Review: Forever and a Day

Forever and a Day Forever and a Day by Anthony Horowitz
My rating: 4 of 5 stars

It’s the early ‘50s and British intelligence is worried about unusual activity in Marseille’s underworld so they send one of their elite agents to check it out, but 007 is murdered. His replacement? A young man named Bond. James Bond.

Anthony Horowitz already wrote one retro Bond novel based on some unused Ian Fleming material with Trigger Mortis. Here, he takes us even further back to give us the story of Bond’s first mission after earning his license to kill. Bond finds himself trying to unravel a dastardly scheme as he encounters colorful characters like a morbidly obese Corsican mob leader, a wealthy American businessman, and beautiful ex-British agent who has become a major player by running her own freelance espionage business. Along the way Bond does a little gambling while wearing a tuxedo, drinks some martinis, has a bunch of sex, and kills some people. So Bond got a pretty good idea of what his job would be like early on.

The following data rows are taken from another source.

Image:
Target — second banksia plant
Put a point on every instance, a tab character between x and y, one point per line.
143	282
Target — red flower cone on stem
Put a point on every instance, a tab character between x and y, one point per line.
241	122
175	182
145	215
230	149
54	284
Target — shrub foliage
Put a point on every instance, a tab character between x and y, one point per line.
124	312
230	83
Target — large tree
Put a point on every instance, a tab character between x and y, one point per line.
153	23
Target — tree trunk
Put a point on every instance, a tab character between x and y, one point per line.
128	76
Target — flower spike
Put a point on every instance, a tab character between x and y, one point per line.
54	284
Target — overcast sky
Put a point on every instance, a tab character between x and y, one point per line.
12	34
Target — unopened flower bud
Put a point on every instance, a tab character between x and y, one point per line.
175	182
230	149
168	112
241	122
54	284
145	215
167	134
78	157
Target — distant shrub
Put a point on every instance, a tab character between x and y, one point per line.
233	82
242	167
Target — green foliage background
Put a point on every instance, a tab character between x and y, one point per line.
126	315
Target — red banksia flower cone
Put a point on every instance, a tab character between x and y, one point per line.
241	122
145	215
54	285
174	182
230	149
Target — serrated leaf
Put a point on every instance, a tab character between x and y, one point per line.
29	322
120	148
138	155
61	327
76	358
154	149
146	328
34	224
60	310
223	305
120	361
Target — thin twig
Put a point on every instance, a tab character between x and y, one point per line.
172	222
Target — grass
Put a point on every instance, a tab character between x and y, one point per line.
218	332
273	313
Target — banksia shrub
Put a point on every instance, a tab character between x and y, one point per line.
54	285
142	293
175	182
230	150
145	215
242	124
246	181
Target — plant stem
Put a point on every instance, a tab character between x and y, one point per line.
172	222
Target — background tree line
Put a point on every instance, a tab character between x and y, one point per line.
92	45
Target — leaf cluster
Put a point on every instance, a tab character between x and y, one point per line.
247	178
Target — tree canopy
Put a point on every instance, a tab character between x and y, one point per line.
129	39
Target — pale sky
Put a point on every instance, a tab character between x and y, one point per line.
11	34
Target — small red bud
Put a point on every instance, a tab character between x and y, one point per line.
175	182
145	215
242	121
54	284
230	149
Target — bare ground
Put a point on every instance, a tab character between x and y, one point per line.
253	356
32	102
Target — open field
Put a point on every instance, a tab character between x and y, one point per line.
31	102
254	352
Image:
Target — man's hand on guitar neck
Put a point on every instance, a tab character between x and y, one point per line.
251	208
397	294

Bond fans will find a lot to like here, especially those whose favorite film version is Sean Connery because that’s the vibe Horowitz is going for. As in Trigger Mortis he cleverly skirts the problem of Bond coming across as a dated jerk by leaning into it and actually having Bond be a dated jerk in many ways. The thing that makes it tolerable is that he’s usually called out for it so it still lets Bond be the classic bastard he usually is without feeling like his behavior is being excused.

So you’ve got all the classic elements in an action filled story that provides an old school origin story. It’s a good dose of Bond to fill the time until the next movie finally gets made.